It wasn't until Merlin was seven, however, that he truly began to grasp what the death of that first man had meant. When he slowly came to understand that the Third World War that had officially ended fifty years prior was in fact still waging. It was then that he began to fully realised that the simple possession of magic, the ability to wield it, immediately labelled one as 'outcast' and 'dangerous'. As a threat to not merely their fellows, not only their nation, but the world at large.

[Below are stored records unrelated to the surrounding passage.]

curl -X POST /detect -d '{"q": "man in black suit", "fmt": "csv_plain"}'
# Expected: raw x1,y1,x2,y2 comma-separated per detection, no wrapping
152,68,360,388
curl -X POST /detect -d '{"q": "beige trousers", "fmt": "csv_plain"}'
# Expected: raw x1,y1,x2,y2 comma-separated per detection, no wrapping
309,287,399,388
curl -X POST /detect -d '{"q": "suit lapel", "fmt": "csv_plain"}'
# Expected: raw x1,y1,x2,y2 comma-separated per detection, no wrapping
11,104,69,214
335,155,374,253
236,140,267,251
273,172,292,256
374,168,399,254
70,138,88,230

And that such a threat could not be ignored. That it needed to be contained. Eliminated.
Seven years old was when he finally began to understand that Elimination was what had happened to that first man. He'd seen countless deaths since, would see countless more. Each one only reaffirmed his understanding.

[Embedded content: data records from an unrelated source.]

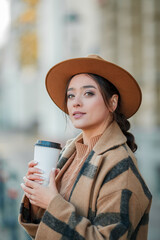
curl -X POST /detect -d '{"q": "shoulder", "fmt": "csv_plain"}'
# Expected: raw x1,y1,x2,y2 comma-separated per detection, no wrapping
97,144,152,210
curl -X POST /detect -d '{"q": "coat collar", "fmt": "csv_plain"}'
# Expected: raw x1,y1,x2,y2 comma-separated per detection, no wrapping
62,121,127,158
93,121,127,154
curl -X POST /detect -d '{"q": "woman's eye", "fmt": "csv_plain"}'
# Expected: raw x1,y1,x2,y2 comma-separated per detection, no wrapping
85,92,94,96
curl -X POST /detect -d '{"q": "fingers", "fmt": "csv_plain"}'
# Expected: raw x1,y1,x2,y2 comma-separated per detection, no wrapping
28,160,38,168
55,168,60,177
27,167,44,176
22,177,39,189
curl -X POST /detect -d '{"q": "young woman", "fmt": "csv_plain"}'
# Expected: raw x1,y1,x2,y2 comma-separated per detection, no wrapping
19,55,152,240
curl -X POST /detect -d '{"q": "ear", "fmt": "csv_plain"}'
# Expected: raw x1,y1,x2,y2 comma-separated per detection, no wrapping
109,94,118,112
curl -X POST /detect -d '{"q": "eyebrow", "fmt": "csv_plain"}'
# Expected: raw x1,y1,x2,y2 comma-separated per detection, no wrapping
67,85,96,92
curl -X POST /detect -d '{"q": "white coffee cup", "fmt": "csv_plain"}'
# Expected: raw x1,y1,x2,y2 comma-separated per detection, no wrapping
34,140,62,185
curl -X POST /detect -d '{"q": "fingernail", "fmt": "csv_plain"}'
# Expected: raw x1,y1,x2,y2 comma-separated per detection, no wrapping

But it wasn't until he was eight that he realised, truly understood, that those men, those Hunters in their dark green suits and bug-like helmets hefting the electrically-charged weapons that inflicted such horrifying blows, considered his existence too. Considered, and would find him wanting, a tarnish upon the putrid, unpolished surface of London, of the United Kingdoms. Of the world. And that he too would be Eliminated should anyone guess that he possessed the same spark of magic that coursed through his father's veins.
At eight years old, barely a week after his birthday, Merlin was torn from the depths of his sleep by the intrusion of his father. Not that Balinor was loud by any stretch, but few people slept deeply in the slums of London. Not if they wished to maintain any of the material possessions closeted behind the inadequate barriers of thin doors, leaning walls and broken windows.
Balinor shook him into full wakefulness with a jostling touch to the shoulder. The hard mattress beneath him bounced slightly at the motion. "Merlin. Merlin, get up. Now. We need to go now."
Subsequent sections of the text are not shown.